Emilie Villeneuve et Olivier Blouin sont de fines gueules. Aussi la cuisine de casse-croûte n'était-elle pas la motivation première du livre Moutarde chou. Les deux complices souhaitaient avant tout rendre hommage aux gens qui tiennent ces joyaux en voie de disparition, à leur coin de pays et à leurs histoires. Les découvertes culinaires qu'ils ont faites en cours de route n'en furent que plus agréables et surprenantes.

Entre le feu vert de l'éditeur et la parution du chouette ouvrage, une année s'est écoulée: «7000 km, 200 heures d'entrevues, 10 000 clichés...», peut-on lire dans l'introduction. De leurs virées aux quatre coins du Québec, Emilie Villeneuve et Olivier Blouin ont tiré 32 «hommages» et autant de recettes. «Celles-ci sont plutôt anecdotiques», prévient la journaliste. N'empêche qu'elles constituent de précieux documents, voire des «preuves» d'une certaine manière de cuisiner au Québec.
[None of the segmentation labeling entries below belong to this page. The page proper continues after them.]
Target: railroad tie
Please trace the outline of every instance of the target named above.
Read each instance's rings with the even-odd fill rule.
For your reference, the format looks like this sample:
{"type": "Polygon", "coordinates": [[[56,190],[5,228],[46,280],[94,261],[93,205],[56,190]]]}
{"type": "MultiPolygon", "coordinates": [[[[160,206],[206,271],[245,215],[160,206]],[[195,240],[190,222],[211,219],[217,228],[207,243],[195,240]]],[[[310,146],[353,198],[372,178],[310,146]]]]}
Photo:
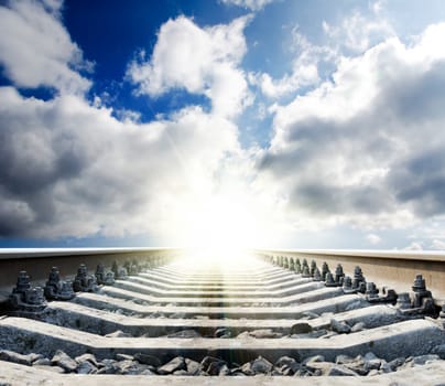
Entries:
{"type": "Polygon", "coordinates": [[[141,267],[82,265],[75,297],[55,267],[46,283],[21,271],[0,317],[0,384],[70,385],[78,374],[86,386],[445,379],[445,308],[422,276],[395,293],[359,267],[304,257],[141,267]]]}

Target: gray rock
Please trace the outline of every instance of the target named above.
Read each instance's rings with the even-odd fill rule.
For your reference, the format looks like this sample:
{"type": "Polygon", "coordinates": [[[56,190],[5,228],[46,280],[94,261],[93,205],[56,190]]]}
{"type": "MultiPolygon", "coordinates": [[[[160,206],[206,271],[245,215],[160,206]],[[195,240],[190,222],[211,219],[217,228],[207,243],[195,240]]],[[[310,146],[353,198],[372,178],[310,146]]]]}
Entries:
{"type": "Polygon", "coordinates": [[[32,363],[33,366],[51,366],[51,361],[47,357],[43,357],[32,363]]]}
{"type": "Polygon", "coordinates": [[[115,368],[115,374],[128,374],[137,375],[146,369],[145,365],[139,364],[137,361],[119,361],[116,362],[112,367],[115,368]]]}
{"type": "Polygon", "coordinates": [[[271,329],[249,331],[249,335],[257,339],[282,337],[283,334],[271,329]]]}
{"type": "Polygon", "coordinates": [[[183,356],[176,356],[169,363],[158,367],[158,373],[161,375],[172,374],[178,369],[186,369],[185,360],[183,356]]]}
{"type": "Polygon", "coordinates": [[[310,323],[299,322],[292,325],[291,334],[307,334],[313,328],[310,323]]]}
{"type": "Polygon", "coordinates": [[[197,375],[200,371],[200,363],[185,358],[185,367],[187,368],[188,375],[197,375]]]}
{"type": "Polygon", "coordinates": [[[1,350],[0,351],[0,360],[1,361],[18,363],[20,365],[26,365],[26,366],[31,366],[31,364],[33,362],[35,362],[39,358],[43,357],[42,355],[40,355],[40,357],[36,357],[35,355],[37,355],[37,354],[23,355],[23,354],[19,354],[19,353],[15,353],[13,351],[9,351],[9,350],[1,350]]]}
{"type": "MultiPolygon", "coordinates": [[[[119,355],[119,354],[118,354],[119,355]]],[[[116,355],[117,356],[117,355],[116,355]]],[[[96,360],[96,356],[94,354],[83,354],[80,356],[76,356],[74,358],[77,363],[84,363],[84,362],[89,362],[90,364],[93,364],[95,367],[97,367],[99,364],[96,360]]]]}
{"type": "Polygon", "coordinates": [[[77,368],[77,362],[62,350],[56,351],[51,363],[62,367],[66,373],[73,373],[77,368]]]}
{"type": "Polygon", "coordinates": [[[346,367],[346,366],[344,366],[344,365],[333,365],[332,367],[330,367],[330,369],[326,373],[326,375],[337,375],[337,376],[358,376],[358,374],[355,372],[355,371],[352,371],[352,369],[350,369],[350,368],[348,368],[348,367],[346,367]]]}
{"type": "Polygon", "coordinates": [[[115,364],[117,361],[115,360],[102,360],[99,363],[99,371],[97,374],[116,374],[117,368],[115,367],[115,364]]]}
{"type": "Polygon", "coordinates": [[[393,372],[390,364],[384,360],[381,361],[380,371],[382,373],[392,373],[393,372]]]}
{"type": "Polygon", "coordinates": [[[354,361],[352,357],[349,355],[337,355],[335,358],[335,363],[338,365],[345,364],[345,363],[351,363],[354,361]]]}
{"type": "Polygon", "coordinates": [[[186,369],[176,369],[173,375],[189,375],[186,369]]]}
{"type": "Polygon", "coordinates": [[[388,362],[388,365],[390,366],[392,372],[395,372],[398,367],[404,365],[405,358],[404,357],[397,357],[395,360],[388,362]]]}
{"type": "Polygon", "coordinates": [[[56,374],[64,374],[65,369],[58,366],[44,366],[44,365],[36,365],[33,366],[36,369],[42,369],[45,372],[52,372],[52,373],[56,373],[56,374]]]}
{"type": "Polygon", "coordinates": [[[325,357],[323,355],[310,356],[303,361],[303,364],[306,365],[307,363],[311,362],[325,362],[325,357]]]}
{"type": "Polygon", "coordinates": [[[365,369],[365,361],[361,355],[357,355],[352,362],[345,363],[344,365],[359,375],[368,374],[368,371],[365,369]]]}
{"type": "MultiPolygon", "coordinates": [[[[134,361],[134,356],[133,355],[129,355],[129,354],[116,354],[115,355],[116,361],[134,361]]],[[[77,361],[77,358],[76,358],[77,361]]]]}
{"type": "Polygon", "coordinates": [[[183,331],[178,331],[178,332],[169,334],[167,336],[169,337],[185,337],[185,339],[202,337],[202,335],[198,332],[196,332],[195,330],[183,330],[183,331]]]}
{"type": "Polygon", "coordinates": [[[275,362],[275,367],[282,375],[293,375],[301,368],[301,365],[293,357],[282,356],[275,362]]]}
{"type": "Polygon", "coordinates": [[[219,372],[226,365],[226,361],[219,360],[214,356],[206,356],[200,362],[200,368],[208,375],[219,375],[219,372]]]}
{"type": "Polygon", "coordinates": [[[219,368],[219,376],[224,376],[224,375],[230,375],[230,368],[227,366],[227,364],[224,364],[220,368],[219,368]]]}
{"type": "Polygon", "coordinates": [[[314,361],[307,362],[305,366],[308,371],[313,372],[316,375],[327,375],[336,365],[332,362],[314,361]]]}
{"type": "Polygon", "coordinates": [[[304,315],[307,320],[319,318],[319,315],[318,315],[317,313],[312,312],[312,311],[305,311],[305,312],[303,312],[303,315],[304,315]]]}
{"type": "Polygon", "coordinates": [[[115,332],[105,335],[105,337],[131,337],[131,335],[120,330],[117,330],[115,332]]]}
{"type": "Polygon", "coordinates": [[[214,333],[215,337],[231,337],[231,331],[229,329],[218,329],[214,333]]]}
{"type": "Polygon", "coordinates": [[[441,360],[445,360],[445,344],[439,344],[435,346],[432,351],[432,354],[436,354],[441,357],[441,360]]]}
{"type": "Polygon", "coordinates": [[[436,354],[426,354],[414,356],[413,362],[415,365],[424,365],[426,362],[438,361],[441,357],[436,354]]]}
{"type": "Polygon", "coordinates": [[[372,361],[372,360],[378,360],[379,357],[371,351],[368,351],[365,356],[363,361],[372,361]]]}
{"type": "Polygon", "coordinates": [[[330,329],[333,329],[333,331],[335,332],[338,332],[339,334],[347,334],[350,332],[349,325],[335,319],[330,319],[330,329]]]}
{"type": "Polygon", "coordinates": [[[363,368],[366,372],[370,372],[371,369],[380,369],[380,366],[381,366],[381,360],[376,358],[376,360],[365,361],[363,368]]]}
{"type": "Polygon", "coordinates": [[[363,322],[358,322],[350,328],[350,332],[359,332],[366,330],[366,324],[363,322]]]}
{"type": "Polygon", "coordinates": [[[268,374],[272,371],[273,365],[262,356],[251,362],[251,368],[254,374],[268,374]]]}
{"type": "Polygon", "coordinates": [[[160,367],[162,365],[161,361],[156,356],[143,353],[134,354],[134,361],[153,367],[160,367]]]}
{"type": "Polygon", "coordinates": [[[361,309],[365,304],[369,304],[367,301],[363,300],[356,300],[352,301],[351,303],[349,303],[346,308],[345,311],[351,311],[351,310],[357,310],[357,309],[361,309]]]}
{"type": "Polygon", "coordinates": [[[379,371],[378,369],[371,369],[369,373],[368,373],[368,376],[376,376],[376,375],[379,375],[380,373],[379,373],[379,371]]]}
{"type": "Polygon", "coordinates": [[[76,373],[77,374],[96,374],[97,367],[91,362],[84,361],[77,366],[76,373]]]}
Ici, on ne s'excuse pas d'utiliser de la sauce barbecue du commerce, du Jell-O, de la vinaigrette Kraft, du Velveeta et même de la sauce à poutine en poudre.

La collecte d'information n'a pas toujours coulé de source. Il arrivait que le premier contact (téléphonique) soit difficile. «Certaines personnes étaient méfiantes. Elles se demandaient pourquoi on s'intéressait à elles. Elles pensaient qu'on voulait peut-être ouvrir un casse-croûte ou qu'on était du gouvernement. Mais lorsqu'on repartait, c'était avec les larmes aux yeux, en se serrant dans les bras.»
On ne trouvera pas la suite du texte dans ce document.